El testimonio debe ser una característica del discípulo misionero, laico y consagrado, a la vez que representa una de las renovaciones dentro de la eclesiología fundamental (eclesiología fundamental como testimonio). No evangelizamos anunciándonos a nosotros mismos porque ello sería vivir una Iglesia autoreferencial, centrada en sí misma. Los creyentes anunciamos a Jesucristo que camina gracias a su Espíritu en medio de nuestra historia. La importancia de la espiritualidad y de la conciencia eclesiológica del martirio – testimonio, implica dejar que Cristo actúe a través de nuestras palabras y acciones de manera que podamos irradiar su amor salvador. Gracias a dicha irradiación graciosa, otros podrán encontrarse con Él. Es por ello que Aparecida habla del testimonio de los discípulos misioneros que gracias al encuentro con Jesucristo son capaces de anunciar (evangelización y misión) a todos los pueblos la vida abundante que de Él han recibido. El testimonio está sostenido por el Espíritu Santo, de manera que ese mismo Espíritu sea el que conduzca a la verdad completa (Cfr. Jn 14,6) a los que han y hemos optado vitalmente por Jesús de Nazaret y por su proyecto del Reino de Dios.

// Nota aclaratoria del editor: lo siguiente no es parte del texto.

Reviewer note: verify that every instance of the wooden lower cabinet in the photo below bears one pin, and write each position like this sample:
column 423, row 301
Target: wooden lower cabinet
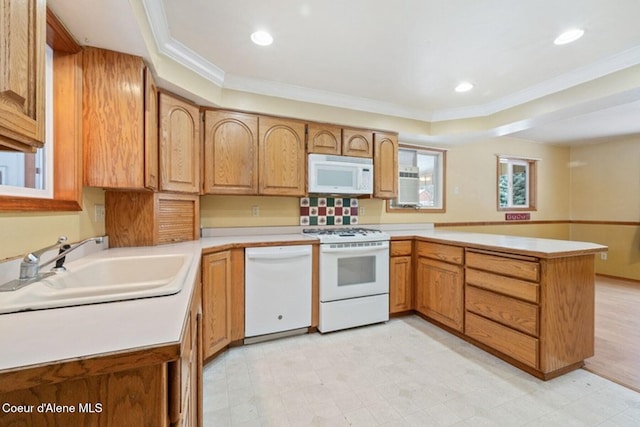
column 400, row 277
column 439, row 285
column 222, row 300
column 185, row 374
column 537, row 312
column 439, row 292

Los laicos estamos llamados a ser testimonio vivo de una Iglesia que es como un sacramento, que es signo visible de la salvación que Cristo ofrece con la irrupción del Reino en nuestras historias cotidianas (Cf. Lumen Gentium 1). Aparecida nos invita a renovar nuestra adhesión al proyecto discipular y misionero de Jesús de Nazaret. Pero para lograr esto, Aparecida recuerda, y yo me sumo conscientemente a sus palabras, que se necesita de nuestros pastores “una mayor apertura de mentalidad para que entiendan y acojan el ser y el hacer del laico en la Iglesia, quien por su bautismo y su confirmación es discípulo misionero de Jesucristo. En otras palabras, es necesario que el laico sea tenido muy en cuenta con un espíritu de comunión y participación” (DA 213). Se han dado pasos grandes en este aspecto, pero es necesario dar otros. Los laicos hemos de superar el clericalismo que ha sido condenado tantas veces por Francisco. Hay presencia del Espíritu en nuestras acciones y dicha presencia nos lleva a dar testimonio y a construir una Iglesia corresponsable y participativa.

Juan Pablo Espinosa Arce

Profesor de Religión y Filosofía – UC del Maule  –  Chile.